In the words of Euclid:

Given as many ratios as we please in least numbers, to find numbers in continued proportion which are the least in the given ratios.

## Proof

Let the given ratios in least numbers be:

$a : b$, $c : d$, $e : f$
$g = \lcm set {b, c}$

Let:

$g = r b$
$g = s c$

Then let:

$h = r a$
$k = s d$

Now either $e \divides k$ or $e \nmid k$.

First, suppose $e \divides k$.

Let $k = t e$.

Then let $l = t f$.

We have:

$h = r a$
$g = r b$
$a : h = b : g$
$a : b = h : g$

Similarly:

$c : d = g : k$

and further:

$e : f = k : l$

Thus $h, g, k, l$ are continuously proportional:

in the ratio of $a : b$
in the ratio of $c : d$
in the ratio of $e : f$.

It is necessary to prove that these are the least natural numbers with this property.

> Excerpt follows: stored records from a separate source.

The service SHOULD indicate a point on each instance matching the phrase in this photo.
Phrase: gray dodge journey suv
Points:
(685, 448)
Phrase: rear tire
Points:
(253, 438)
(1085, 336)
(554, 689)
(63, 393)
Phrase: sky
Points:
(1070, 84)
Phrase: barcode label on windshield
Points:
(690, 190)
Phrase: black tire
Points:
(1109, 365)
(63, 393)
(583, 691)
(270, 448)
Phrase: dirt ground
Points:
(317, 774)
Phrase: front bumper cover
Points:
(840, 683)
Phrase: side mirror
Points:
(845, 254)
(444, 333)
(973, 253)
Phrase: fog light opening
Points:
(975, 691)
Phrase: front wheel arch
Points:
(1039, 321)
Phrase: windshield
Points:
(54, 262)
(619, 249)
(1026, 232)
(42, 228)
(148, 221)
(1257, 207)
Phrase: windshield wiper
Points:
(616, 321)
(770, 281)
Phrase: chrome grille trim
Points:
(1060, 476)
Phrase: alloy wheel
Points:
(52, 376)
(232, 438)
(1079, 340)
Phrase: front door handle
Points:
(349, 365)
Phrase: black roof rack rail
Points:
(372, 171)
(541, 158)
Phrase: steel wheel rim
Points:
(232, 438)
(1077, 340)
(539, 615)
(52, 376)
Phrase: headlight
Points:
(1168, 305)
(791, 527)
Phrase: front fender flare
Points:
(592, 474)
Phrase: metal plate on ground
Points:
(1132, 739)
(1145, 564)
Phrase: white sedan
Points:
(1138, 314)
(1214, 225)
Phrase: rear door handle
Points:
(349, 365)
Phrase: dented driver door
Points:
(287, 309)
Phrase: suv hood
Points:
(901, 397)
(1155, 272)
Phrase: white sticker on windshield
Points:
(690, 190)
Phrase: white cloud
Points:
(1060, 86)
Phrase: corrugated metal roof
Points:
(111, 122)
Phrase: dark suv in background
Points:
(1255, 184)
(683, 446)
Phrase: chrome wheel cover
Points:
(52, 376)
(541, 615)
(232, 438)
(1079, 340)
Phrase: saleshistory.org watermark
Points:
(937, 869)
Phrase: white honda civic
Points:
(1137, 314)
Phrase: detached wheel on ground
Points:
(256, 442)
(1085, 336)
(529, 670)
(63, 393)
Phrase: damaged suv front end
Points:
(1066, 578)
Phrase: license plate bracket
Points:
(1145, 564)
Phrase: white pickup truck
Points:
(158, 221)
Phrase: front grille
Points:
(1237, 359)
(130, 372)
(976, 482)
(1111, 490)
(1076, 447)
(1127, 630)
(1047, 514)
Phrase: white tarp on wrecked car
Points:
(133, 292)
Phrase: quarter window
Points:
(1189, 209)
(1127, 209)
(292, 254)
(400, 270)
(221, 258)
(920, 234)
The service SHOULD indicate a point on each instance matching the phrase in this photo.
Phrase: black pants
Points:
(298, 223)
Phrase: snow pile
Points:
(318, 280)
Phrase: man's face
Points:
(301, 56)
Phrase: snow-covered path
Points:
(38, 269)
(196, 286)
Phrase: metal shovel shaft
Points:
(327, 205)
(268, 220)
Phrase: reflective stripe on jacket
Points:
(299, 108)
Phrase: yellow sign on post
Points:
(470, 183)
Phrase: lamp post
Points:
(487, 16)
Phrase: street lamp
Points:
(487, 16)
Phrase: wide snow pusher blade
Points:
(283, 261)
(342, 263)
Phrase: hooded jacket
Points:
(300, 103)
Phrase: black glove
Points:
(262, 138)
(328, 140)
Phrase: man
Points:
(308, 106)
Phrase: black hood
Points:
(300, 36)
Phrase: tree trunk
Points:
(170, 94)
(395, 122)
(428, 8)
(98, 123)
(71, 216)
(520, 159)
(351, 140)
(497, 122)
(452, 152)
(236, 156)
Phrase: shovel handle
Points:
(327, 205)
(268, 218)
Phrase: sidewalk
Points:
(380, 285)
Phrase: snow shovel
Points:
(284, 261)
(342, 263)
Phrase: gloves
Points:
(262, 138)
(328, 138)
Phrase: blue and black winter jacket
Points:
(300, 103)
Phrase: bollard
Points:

Suppose $h, g, k, l$ are not the least natural numbers in the ratios of $a : b$, $c : d$, $e : f$.

Let these numbers be $n, o, m, p$.

Then:

$a : b = n : o$

while $a$ and $b$ are least.

$b \divides o$
$c \divides o$

and so $o$ is a common multiple of $b$ and $c$.

$\lcm \set {b, c} \divides o$

But $g = \lcm \set {b, c}$ from above.

Therefore $g \divides o$, the greater the less, which is impossible.

Therefore there are no numbers $n, o, m, p$ less than $h, g, k, l$ which have the properties in question.

$\Box$

Now suppose $e \nmid k$.

Let $m = \lcm \set {e, k}$.

Thus let:

$m = u k$
$n = u h$
$o = u g$

and:

$m = v e$
$p = v f$
$h : n = g : o$
$h : g = n : o$

Similarly, let: But:

$h : g = a : b$

and so:

$a : b = n : o$

For the same reason:

$c : d = o : m$

Since:

$m = v e$
$p = v f$
$e : m = f : p$
$e : f = m : p$

Therefore $n, o, m, p$ are continuously proportional:

in the ratio of $a : b$
in the ratio of $c : d$
in the ratio of $e : f$.

It is necessary to prove that these are the least natural numbers with this property.

Suppose $n, o, m, p$ are not the least natural numbers in the ratios of $a : b$, $c : d$, $e : f$.

Let these numbers be $n', o', m', p'$.

Then:

$a : b = n' : o'$

while $a$ and $b$ are least.

$b \divides o'$
$c \divides o'$

and so $o'$ is a common multiple of $b$ and $c$.

$\lcm \set {b, c} \divides o'$

But $g = \lcm \set {b, c}$ from above.

Therefore $g \divides o'$, the greater the less, which is impossible.

Therefore there are no numbers $n', o', m', p'$ less than $n, o, m, p$ which have the properties in question.

$\blacksquare$

## Historical Note

This proof is Proposition $4$ of Book $\text{VIII}$ of Euclid's The Elements.
It needs to be pointed out that Euclid uses the term continued proportion here to mean something different from geometric sequence; the ratios $a : b$, $c : d$ and $e : f$ are not necessarily equal.